Already reeling from excess supply, crude oil prices may fall further if sanctions on Iran are eased, since supplies from Iran would double the surplus, currently estimated at 1.2 million barrels a day.  

Oil prices, which rallied last week following Saudi Arabia's military attacks in neighbouring Yemen to suppress the Houthi rebels, gave up all the gains on Monday as talks progressed on Iran's nuclear programme. 

Traders had believed that the escalation of geo-political tensions in the Middle East would lift prices up. However, oil prices extended their losses to hit $56 per barrel on Monday.

Discussions are underway between officials from Iran and six world powers to curb Tehran's nuclear programme and both the parties will have to reach an agreement by next Tuesday. If there is a deal, sanctions on Iran will be lifted and the country will be allowed to export oil.

"Iran is very important in terms of market balances because they can add in another million barrels. However, just to give you numbers again the current oil markets surplus about demand and supplies already 1.2 million barrels a day. So when Iran is also allowed to come back in to the market once the sanctions are removed that would double the market surplus," said Miswin Mahesh, energy analyst, Barclays, to CNBC-TV18.

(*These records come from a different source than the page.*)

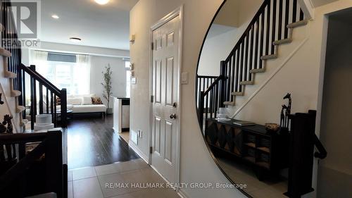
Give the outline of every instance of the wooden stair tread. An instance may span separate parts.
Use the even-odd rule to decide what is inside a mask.
[[[4,71],[4,75],[5,78],[11,78],[11,79],[13,79],[13,78],[17,78],[17,74],[15,73],[13,73],[11,71]]]
[[[277,54],[274,54],[263,56],[260,57],[260,60],[268,60],[268,59],[273,59],[273,58],[277,58]]]
[[[256,144],[254,143],[250,142],[250,143],[246,143],[244,144],[249,146],[249,147],[256,148]]]
[[[10,57],[11,56],[11,53],[6,50],[5,49],[0,47],[0,56],[4,56],[4,57]]]
[[[232,92],[231,95],[241,97],[241,96],[244,95],[244,92]]]
[[[251,69],[249,73],[265,73],[265,68],[260,68],[260,69]]]
[[[21,113],[25,110],[25,107],[23,106],[18,106],[16,108],[16,113]]]
[[[224,105],[234,106],[234,101],[224,101]]]
[[[253,80],[241,81],[239,82],[239,85],[254,85],[254,81],[253,81]]]
[[[11,97],[17,97],[21,95],[21,92],[18,91],[18,90],[12,90],[11,91]]]
[[[270,153],[270,149],[267,147],[258,147],[257,149],[267,153]]]
[[[290,23],[290,24],[287,25],[287,28],[294,28],[294,27],[299,27],[299,26],[302,26],[302,25],[306,25],[308,24],[308,21],[309,21],[309,20],[308,20],[308,19],[302,20],[300,21]]]
[[[272,42],[273,45],[279,45],[279,44],[288,44],[292,42],[292,39],[291,38],[287,38],[284,39],[281,39],[281,40],[277,40]]]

Saudi Arabia, the world's largest oil exporter, has recently rejected the idea of cutting oil production to shore up prices, even as some members of Organization of the Petroleum Exporting Countries (OPEC) lobbied for cutback in supply.

"We think Brent could easily fall into the $40-50 per barrel range again in terms of barrel per dollar and obviously with the WTI discount I would mean WTI in the late 30's early 40's that is the levels that we see as a point where you need that price at least for some of the low cost producers to actually make a good sizable return," Mahesh added.